There’s a certain kind of high and a certain kind of day that create a combinatory idyll, like orchids and wasps, each conforming somehow to the other... Adub and this spectacular crisp fall Friday right before Daylight Saving Time ends — when the light’s somehow at its most slanted and enchanted and you have nothing to do and the world’s aglow and your body’s loose and uninhibited, as if acting on instinct and yet reflective and in those moments when those things come together, even if you are aging and working in a dying industry in a dying world, it still feels like everything’s opened up before you.
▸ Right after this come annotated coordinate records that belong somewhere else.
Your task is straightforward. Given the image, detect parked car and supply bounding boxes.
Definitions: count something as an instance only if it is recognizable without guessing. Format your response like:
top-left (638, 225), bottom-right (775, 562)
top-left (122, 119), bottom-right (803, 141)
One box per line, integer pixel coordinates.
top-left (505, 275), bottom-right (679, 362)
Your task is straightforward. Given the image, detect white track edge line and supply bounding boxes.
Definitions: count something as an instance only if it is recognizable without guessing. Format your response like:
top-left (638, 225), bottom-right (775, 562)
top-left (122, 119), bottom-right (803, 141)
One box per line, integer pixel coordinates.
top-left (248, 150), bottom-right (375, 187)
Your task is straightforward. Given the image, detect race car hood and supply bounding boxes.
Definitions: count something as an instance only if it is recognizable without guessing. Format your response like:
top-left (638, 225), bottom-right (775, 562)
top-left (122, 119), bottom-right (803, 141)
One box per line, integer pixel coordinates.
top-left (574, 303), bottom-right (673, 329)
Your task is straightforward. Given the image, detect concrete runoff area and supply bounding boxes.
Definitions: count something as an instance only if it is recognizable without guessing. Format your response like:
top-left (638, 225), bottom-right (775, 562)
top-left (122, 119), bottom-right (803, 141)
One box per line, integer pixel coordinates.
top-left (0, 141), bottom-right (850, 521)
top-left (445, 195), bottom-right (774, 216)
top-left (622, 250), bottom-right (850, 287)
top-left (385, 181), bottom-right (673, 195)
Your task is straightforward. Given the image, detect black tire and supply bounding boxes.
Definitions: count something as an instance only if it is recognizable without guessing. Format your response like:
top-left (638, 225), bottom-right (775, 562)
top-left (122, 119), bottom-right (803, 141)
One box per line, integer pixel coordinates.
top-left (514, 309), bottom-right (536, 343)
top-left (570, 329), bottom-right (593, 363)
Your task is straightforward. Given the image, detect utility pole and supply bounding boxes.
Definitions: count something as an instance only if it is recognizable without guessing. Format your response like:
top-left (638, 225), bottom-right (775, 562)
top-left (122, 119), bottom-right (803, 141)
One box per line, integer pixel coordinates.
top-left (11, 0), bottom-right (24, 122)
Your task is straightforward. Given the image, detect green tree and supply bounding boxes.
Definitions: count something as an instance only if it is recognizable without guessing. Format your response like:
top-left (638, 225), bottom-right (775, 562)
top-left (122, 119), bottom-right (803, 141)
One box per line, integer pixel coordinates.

Looking at the sky: Plato defined color as that which accompanies shape. If something has a shape, it has a color and if it has a color it has a shape. But what about the sky on a gorgeous day like today where the sky seems to be such a deeply intense blue? And yet it has no shape. It appears to be a dome until you look into it and then it’s just a deep brightness. That shining essence, what Zeus was, meant or represented. The glowing infinite deep of sky. It’s also been persuasively argued that the Greeks didn’t see a color blue; to them there was no such color, or at least no word for such a color. The sea is “winedark,” the sky, shining. Color is texture.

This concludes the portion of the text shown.